Here's the bigger surprise: Injecting the male cells into female salmon sometimes worked, too, prompting five female salmon to ovulate trout eggs. That's a scientific first, Yoshizaki said.
The stem cells were still primitive enough to switch gears from sperm-producers to egg-producers when they wound up inside female organs, explained Idaho's Cloud.
Then Yoshizaki used the salmon-grown trout sperm to fertilize both wild trout eggs and the salmon-grown trout eggs. DNA testing confirmed that all the dozens of resulting baby fish were pure trout, he reported.
Moreover, those new trout grew up able to reproduce.
Those first experiments, funded by a Japanese research institute, used still fairly plentiful species to develop the technique. Now comes Idaho's attempt to prove if the method is really useful in trying to produce the endangered sockeye salmon.

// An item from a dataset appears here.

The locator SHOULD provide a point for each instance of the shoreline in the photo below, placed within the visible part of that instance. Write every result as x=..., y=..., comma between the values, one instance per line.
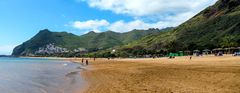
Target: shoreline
x=208, y=74
x=164, y=75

Last January, Yoshizaki helped University of Idaho scientists collect and freeze immature sperm tissue from young sockeye salmon being raised at a state-run hatchery. Next month, he'll be back to help Cloud thaw the tissue and implant it into sterile rainbow trout.
In Japan, Yoshizaki is focused on bluefin tuna, noting that standard "marine ranching" techniques are difficult for tuna that can reach man-size.
He has begun experiments into how to produce baby tuna from mackerel, which are nearly a thousand times smaller than adult tuna. If it works, "we can save space, cost and labor," he predicted in an e-mail interview.